This taskpools will be used in a highly security-sensitive blockchain application targeted at resource-restricted devices hence desirable properties are:

Ease of auditing and maintenance.
- Formally verified synchronization primitives are highly-sought after.
- Otherwise primitives are implemented from papers or ported from proven codebases that can serve as reference for auditors.
Resource-efficient. Threads spindown to save power, low memory use.
Decent performance and scalability. The CPU should spent its time processing user workloads and not dealing with threadpool contention, latencies and overheads.

Example usage

# Demo of API using a very inefficient π approcimation algorithm.

import
  std/[strutils, math, cpuinfo],
  taskpools

# From https://github.com/nim-lang/Nim/blob/v1.6.2/tests/parallel/tpi.nim
# Leibniz Formula https://en.wikipedia.org/wiki/Leibniz_formula_for_%CF%80
proc term(k: int): float =
  if k mod 2 == 1:
    -4'f / float(2*k + 1)
  else:
    4'f / float(2*k + 1)

proc piApprox(tp: Taskpool, n: int): float =
  var pendingFuts = newSeq[FlowVar[float]](n)
  for k in 0 ..< pendingFuts.len:
    pendingFuts[k] = tp.spawn term(k) # Schedule a task on the threadpool a return a handle to retrieve the result.
  for k in 0 ..< pendingFuts.len:
    result += sync pendingFuts[k]     # Block until the result is available.

proc main() =
  var n = 1_000_000
  var nthreads = countProcessors()

  var tp = Taskpool.new(num_threads = nthreads) # Default to the number of hardware threads.

  echo formatFloat(tp.piApprox(n))

  tp.syncAll()                                  # Block until all pending tasks are processed (implied in tp.shutdown())
  tp.shutdown()

# Compile with nim c -r -d:release --threads:on --outdir:build example.nim
main()

API

The API follows the spec proposed here https://github.com/nim-lang/RFCs/issues/347#task-parallelism-api

The following types and procedures are exposed:

Taskpool:

type Taskpool* = ptr object
  ## A taskpool schedules procedures to be executed in parallel

proc new(T: type Taskpool, numThreads = countProcessor()): T
  ## Initialize a threadpool that manages `numThreads` threads.
  ## Default to the number of logical processors available.

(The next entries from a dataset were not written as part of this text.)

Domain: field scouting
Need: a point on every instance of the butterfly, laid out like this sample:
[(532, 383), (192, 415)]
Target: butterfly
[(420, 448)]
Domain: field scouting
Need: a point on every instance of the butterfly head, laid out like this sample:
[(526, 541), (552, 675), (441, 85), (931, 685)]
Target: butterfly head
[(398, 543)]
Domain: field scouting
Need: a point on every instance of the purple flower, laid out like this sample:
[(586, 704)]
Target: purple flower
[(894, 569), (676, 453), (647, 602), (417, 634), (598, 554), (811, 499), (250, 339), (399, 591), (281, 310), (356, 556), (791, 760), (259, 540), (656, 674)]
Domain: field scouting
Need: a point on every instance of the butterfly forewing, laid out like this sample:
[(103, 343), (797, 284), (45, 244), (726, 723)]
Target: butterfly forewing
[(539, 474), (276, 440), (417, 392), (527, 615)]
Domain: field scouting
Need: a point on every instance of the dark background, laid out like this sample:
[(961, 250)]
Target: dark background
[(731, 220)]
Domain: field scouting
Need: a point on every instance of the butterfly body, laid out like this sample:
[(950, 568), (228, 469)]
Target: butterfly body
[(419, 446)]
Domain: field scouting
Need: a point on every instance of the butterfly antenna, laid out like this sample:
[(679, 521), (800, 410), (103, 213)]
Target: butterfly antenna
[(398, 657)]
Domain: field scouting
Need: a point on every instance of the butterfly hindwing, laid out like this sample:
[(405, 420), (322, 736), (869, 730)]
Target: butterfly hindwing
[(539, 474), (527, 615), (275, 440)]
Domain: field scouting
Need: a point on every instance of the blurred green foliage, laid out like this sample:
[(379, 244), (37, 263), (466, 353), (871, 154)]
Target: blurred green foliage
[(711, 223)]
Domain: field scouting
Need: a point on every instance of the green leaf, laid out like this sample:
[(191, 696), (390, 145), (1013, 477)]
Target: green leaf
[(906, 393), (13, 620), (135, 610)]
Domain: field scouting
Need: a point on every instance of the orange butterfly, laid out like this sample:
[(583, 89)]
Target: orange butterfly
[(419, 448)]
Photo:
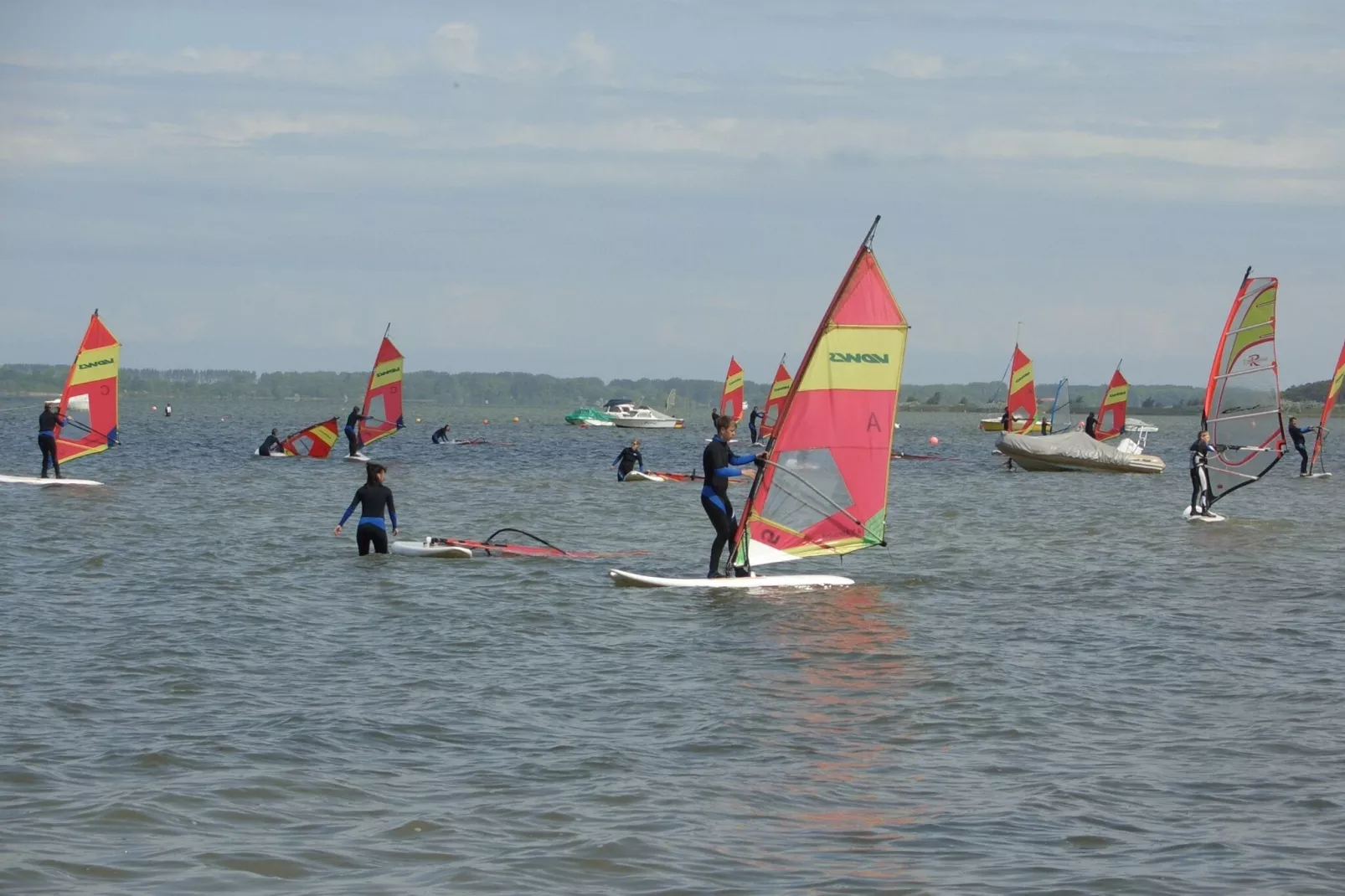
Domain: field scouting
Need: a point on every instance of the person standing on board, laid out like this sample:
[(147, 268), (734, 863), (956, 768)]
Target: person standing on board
[(353, 430), (1201, 497), (373, 498), (628, 459), (272, 441), (48, 423), (1296, 435), (720, 466)]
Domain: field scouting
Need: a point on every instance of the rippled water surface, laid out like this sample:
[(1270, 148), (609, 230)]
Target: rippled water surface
[(1047, 681)]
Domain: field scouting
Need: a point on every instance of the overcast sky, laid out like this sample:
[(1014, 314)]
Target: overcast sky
[(636, 188)]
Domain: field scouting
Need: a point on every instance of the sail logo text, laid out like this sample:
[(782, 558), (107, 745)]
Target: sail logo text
[(849, 357)]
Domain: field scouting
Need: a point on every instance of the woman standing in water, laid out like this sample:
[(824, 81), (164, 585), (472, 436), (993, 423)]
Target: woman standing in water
[(373, 498)]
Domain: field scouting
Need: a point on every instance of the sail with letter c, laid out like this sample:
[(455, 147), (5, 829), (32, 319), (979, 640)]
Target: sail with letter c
[(823, 489), (1242, 399)]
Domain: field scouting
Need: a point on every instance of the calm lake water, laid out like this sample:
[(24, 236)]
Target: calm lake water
[(1048, 682)]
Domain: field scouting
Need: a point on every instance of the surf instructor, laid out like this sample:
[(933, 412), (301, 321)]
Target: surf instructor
[(720, 466), (373, 498)]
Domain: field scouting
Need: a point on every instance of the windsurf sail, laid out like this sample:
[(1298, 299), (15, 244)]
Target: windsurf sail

proc syncAll*(pool: Taskpool) =
  ## Blocks until all pending tasks are completed.
  ##
  ## This MUST only be called from
  ## the root thread that created the taskpool

proc shutdown*(tp: var TaskPool) =
  ## Wait until all tasks are completed and then shutdown the taskpool.
  ##
  ## This MUST only be called from
  ## the root scope that created the taskpool.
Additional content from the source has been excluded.